- Coinbase CLO Paul Grewal announced that the company provided details to the SEC about why staking services are not securities
- Grewal saw the SEC’s perspective on software services as unclear due to a lack of knowledge of the technology
- He said that staking rewards are only service fees based on the protocol paid to the owner of the asset as proof of compensation
Coinbase’s Chief Legal Officer, Paul Grewal, has taken a bold stance against the US Securities and Exchange Commission’s (SEC) recent statement on staking-as-a-service providers.

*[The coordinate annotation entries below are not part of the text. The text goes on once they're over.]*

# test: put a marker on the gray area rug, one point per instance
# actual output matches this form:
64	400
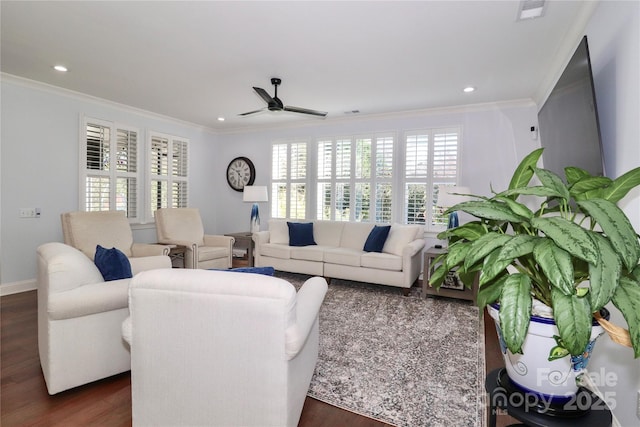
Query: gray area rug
405	361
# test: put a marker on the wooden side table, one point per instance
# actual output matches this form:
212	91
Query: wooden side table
176	253
454	288
245	238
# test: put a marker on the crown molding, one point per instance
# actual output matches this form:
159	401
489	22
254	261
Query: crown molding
79	96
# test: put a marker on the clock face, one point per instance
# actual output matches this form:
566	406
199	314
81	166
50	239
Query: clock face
240	172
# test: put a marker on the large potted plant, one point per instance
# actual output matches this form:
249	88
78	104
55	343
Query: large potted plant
559	263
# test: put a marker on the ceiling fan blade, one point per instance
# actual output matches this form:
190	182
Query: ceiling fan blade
305	111
252	112
264	95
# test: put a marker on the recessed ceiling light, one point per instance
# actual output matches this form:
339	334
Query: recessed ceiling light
530	9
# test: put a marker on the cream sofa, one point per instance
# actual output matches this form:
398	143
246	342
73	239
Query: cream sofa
339	252
80	317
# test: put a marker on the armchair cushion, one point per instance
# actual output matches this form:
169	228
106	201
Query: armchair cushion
112	263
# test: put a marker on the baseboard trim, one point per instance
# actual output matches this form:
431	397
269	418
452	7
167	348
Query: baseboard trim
17	287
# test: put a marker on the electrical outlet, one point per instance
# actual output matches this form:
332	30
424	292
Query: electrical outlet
29	213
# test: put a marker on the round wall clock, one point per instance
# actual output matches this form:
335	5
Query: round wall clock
240	172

In a comment letter to the SEC, Grewal argued that core staking services are merely software services and not securities offerings, exempting them from the same regulations as securities.
Last month, the SEC released a statement during Kraken crypto exchange’s regulatory settlement, indicating that staking-as-a-service providers must register and disclose full details to investors. However, Grewal believes this statement does not apply to any staking services apart from those already offered by Kraken.
Grewal explained that core staking services fail every prong of the Howey test, which determines whether an investment is a security. He added that staking rewards are service fees determined by the protocol paid to the asset owner as compensation, not profits.
Then, he took to Twitter with a mega-thread regarding Coinbase’s stance against SEC’s perspective on software services.
In one of the posts, he said,
“Core staking services are not an offering of securities; they’re just software services. Paying someone a fee to take a chore off your hands doesn’t make something a securities transaction.”
While the SEC has the power to enforce rules on staking-as-a-service providers, Grewal suggests other approaches than leading with enforcement.
This move by Coinbase’s Chief Legal Officer is a significant stride in the ongoing debate about cryptocurrency regulation and its services. Coinbase and other staking-as-a-service providers will be closely monitoring the SEC’s response to Grewal’s remarks.
Coinbase CLO’s Explanation in a Nutshell
Paul Grewal confidently explained how none of the services are considered securities. According to him, core staking services “fail every single prong of the Howey test.”
The Howey test is used to determine whether an asset is a security or not. It requires that there be an investment of money and risk, a common enterprise among all investors, and an expectation of profit from the managerial or entrepreneurial efforts of others.
Grewal argued that when users engage in core staking services, they are simply staking their own assets and are not investing in any common venture with other investors. There is no financial risk involved as users retain ownership of their staked assets regardless of the performance of the service provider.
Furthermore, any rewards earned for providing these services are equivalent to service fees paid to asset owners as compensation rather than profit. Lastly, as core staking services merely provide software services with no managerial or entrepreneurial efforts involved, they cannot be classified as securities investments.
He believes none of these activities constitute a securities offering and has stated that it will continue to defend customers’ rights to leverage core staking without having it classified as investing in securities.